This of course implies that aliens have a reason they’re willing to spend fortunes in resources, fuel, personnel, and time to get to this planet specifically. If they were relatively nearby, they’d only be sending expendable machinery to study us, which we would have noticed by now. And maybe have. Since they’re REALLY far away, the aliens are not likely to come unless they mean to stay.
That’s why any alien that comes here, I’m taking a shotgun after his ass.
Civilizations capable of interstellar flight would possess the technology to conceal themselves and have no inclination to reveal themselves to a planet of volatile, superstitious savages. I’d expect wholly professional behavior on their part, as they catalog their findings, check appropriate boxes, and move on, undetected. What do you expect, a 300-meter boombox in the sky? I think the more fitting analogy would be a scientist peering through a microscope at a virus. The virus’ inability to understand what is transpiring doesn’t negate it actually happening.
And why should we have “overheard” anything “by now”? By now, of course, I suppose you mean our having spent 30 or so years radioing for intelligent companionship using what is tantamount to our beating a stone against a log.

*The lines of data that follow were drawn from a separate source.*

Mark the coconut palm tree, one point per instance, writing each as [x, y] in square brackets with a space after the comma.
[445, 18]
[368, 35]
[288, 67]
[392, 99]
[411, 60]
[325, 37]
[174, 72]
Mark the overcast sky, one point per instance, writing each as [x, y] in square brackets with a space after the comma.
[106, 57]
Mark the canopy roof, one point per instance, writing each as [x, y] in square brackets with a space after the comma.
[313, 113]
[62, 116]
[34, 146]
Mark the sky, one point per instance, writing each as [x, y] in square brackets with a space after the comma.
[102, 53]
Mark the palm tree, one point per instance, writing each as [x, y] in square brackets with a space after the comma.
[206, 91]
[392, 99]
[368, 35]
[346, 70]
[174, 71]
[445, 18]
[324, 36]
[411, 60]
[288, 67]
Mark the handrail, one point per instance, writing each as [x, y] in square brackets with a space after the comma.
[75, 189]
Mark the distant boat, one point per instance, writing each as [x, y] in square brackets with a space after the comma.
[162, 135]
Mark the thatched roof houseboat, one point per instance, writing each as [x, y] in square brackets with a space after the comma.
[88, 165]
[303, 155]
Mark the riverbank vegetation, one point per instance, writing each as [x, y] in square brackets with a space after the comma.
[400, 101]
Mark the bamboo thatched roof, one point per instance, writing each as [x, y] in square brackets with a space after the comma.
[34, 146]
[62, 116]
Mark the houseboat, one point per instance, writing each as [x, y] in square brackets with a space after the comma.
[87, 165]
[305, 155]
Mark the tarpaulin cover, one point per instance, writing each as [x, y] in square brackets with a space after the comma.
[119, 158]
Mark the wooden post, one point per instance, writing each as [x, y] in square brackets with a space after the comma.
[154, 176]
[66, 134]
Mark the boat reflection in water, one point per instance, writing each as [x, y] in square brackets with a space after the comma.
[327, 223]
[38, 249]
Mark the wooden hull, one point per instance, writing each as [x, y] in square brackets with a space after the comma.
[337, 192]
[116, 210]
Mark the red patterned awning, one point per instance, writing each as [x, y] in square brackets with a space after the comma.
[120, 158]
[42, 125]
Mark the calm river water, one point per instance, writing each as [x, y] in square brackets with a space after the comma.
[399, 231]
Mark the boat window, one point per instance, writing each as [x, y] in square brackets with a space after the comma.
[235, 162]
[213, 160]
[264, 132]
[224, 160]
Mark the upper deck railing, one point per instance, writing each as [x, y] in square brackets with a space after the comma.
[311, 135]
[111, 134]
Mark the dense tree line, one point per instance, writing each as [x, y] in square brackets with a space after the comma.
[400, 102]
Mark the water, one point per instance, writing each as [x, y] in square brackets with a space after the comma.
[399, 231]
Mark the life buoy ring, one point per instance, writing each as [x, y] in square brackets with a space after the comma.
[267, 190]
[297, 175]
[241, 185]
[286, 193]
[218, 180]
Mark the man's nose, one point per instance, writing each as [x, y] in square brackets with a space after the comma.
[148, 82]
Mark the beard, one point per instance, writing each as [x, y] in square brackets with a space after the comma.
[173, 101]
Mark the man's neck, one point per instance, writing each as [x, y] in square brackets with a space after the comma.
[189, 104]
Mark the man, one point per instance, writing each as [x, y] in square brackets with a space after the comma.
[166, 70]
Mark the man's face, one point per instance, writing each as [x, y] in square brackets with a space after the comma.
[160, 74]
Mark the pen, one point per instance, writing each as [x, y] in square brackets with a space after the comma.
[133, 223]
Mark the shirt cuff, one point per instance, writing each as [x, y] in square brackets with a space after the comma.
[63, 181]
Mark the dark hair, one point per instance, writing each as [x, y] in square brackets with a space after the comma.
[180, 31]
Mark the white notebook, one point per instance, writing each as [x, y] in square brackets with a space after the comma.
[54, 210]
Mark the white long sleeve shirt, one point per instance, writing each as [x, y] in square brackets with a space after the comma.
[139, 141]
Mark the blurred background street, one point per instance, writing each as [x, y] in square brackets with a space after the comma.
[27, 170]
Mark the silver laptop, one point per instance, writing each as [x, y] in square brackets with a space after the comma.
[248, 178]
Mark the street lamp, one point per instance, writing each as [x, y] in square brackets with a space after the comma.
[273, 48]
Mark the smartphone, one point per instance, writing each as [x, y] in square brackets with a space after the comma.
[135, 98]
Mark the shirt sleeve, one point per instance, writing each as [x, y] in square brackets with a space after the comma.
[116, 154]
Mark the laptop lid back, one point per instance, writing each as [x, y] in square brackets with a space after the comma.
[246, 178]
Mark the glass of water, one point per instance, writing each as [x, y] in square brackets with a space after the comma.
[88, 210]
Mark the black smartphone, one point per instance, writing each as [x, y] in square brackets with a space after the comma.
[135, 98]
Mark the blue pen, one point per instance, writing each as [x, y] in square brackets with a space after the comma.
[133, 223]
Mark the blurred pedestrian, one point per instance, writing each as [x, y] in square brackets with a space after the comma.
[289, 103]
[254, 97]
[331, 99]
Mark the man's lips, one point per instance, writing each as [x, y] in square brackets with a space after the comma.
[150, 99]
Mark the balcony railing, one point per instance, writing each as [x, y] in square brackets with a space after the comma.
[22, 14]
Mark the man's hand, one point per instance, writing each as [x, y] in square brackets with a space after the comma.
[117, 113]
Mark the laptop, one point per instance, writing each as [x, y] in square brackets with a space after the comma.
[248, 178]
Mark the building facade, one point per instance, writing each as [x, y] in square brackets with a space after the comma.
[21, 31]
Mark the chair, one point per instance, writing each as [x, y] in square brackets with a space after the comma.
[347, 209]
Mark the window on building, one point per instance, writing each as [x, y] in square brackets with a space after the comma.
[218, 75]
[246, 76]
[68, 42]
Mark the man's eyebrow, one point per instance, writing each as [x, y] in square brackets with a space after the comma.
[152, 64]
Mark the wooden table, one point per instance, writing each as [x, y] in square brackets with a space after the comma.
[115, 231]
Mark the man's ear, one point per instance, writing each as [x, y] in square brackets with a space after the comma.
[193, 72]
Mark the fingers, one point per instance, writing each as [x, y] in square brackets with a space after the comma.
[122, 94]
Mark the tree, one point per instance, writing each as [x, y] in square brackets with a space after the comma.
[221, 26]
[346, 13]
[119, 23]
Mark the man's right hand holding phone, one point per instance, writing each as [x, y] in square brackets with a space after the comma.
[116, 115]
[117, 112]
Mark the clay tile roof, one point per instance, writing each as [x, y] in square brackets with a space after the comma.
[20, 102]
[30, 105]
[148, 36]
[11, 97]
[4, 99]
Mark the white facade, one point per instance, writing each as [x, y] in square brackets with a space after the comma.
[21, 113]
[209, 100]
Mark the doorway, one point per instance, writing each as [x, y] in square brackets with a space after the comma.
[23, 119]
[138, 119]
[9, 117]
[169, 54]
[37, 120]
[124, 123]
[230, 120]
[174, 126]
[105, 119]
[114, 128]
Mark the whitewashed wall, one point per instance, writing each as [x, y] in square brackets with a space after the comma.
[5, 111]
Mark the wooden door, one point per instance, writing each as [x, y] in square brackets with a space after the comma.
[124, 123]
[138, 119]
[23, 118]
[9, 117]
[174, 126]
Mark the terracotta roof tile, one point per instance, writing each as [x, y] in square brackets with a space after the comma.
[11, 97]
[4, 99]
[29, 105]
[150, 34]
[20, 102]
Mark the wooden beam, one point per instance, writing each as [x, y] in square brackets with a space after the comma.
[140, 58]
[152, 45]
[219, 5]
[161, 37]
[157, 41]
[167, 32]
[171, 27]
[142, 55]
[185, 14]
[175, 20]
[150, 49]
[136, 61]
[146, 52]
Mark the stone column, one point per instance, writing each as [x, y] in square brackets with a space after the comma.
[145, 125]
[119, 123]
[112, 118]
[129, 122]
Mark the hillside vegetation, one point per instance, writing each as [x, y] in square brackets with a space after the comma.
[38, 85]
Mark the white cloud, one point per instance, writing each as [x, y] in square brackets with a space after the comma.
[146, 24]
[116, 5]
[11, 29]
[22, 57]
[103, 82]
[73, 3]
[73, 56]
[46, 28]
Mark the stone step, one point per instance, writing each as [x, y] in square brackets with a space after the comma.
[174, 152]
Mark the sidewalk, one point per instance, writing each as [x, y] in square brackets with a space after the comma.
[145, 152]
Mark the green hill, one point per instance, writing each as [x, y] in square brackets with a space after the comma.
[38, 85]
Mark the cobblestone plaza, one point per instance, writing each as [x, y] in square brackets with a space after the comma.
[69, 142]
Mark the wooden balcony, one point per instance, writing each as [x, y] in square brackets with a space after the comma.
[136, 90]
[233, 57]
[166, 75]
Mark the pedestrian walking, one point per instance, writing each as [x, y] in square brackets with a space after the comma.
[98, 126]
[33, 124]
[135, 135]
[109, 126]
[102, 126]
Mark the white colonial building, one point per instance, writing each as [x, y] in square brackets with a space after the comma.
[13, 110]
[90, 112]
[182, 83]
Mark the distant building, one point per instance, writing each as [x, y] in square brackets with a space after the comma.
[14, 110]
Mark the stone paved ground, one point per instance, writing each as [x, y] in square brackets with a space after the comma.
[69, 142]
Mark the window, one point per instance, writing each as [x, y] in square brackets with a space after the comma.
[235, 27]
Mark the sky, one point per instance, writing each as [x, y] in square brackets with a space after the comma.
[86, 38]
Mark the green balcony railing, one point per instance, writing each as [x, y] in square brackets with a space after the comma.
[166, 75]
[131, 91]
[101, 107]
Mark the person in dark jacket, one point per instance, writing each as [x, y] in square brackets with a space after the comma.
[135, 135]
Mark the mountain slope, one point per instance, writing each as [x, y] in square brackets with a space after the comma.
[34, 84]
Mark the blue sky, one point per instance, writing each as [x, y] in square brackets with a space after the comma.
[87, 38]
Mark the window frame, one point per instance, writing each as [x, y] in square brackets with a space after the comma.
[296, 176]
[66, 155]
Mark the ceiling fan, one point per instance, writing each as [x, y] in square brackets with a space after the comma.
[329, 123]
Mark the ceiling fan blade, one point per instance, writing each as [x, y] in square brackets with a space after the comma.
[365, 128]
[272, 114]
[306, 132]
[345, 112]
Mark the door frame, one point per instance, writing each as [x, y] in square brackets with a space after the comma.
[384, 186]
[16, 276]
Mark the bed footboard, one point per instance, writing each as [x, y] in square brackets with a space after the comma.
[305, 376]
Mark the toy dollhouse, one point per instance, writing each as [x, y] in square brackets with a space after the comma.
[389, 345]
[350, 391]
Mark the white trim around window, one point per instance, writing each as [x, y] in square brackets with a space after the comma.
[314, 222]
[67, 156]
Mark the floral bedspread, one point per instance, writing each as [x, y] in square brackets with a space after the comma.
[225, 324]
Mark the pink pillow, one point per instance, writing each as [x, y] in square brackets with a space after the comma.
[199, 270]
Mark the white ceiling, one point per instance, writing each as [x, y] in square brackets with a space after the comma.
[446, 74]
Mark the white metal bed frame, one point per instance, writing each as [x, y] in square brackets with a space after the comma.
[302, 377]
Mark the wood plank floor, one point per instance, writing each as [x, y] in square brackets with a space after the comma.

… But I’m not so sure now. Things have to be just right for life such as ours to sprout and maybe, just maybe, we are indeed alone in the universe at this exact point in time. And even if we’re not alone at the moment, the other sentient beings are so far away that we are effectively alone.
“Just right” conditions? There are upward of 200 billion suns in our galaxy. How large a statistical universe do you need?
I’ve described it as looking like the saucer in a certain scene of The Day The Earth Stood Still. To be clear, this is how it looked: Imagine an ellipse. Now imagine the ellipse is a very bright flourescent light. Being bright, the edges cannot be made out. It’s just a light. I viewed it through a thin cloud cover at about ten in the morning in the early-'70s. Since there was a bit of haze, it was even more indistinct. Interestingly, I’d seen it before – in a photograph.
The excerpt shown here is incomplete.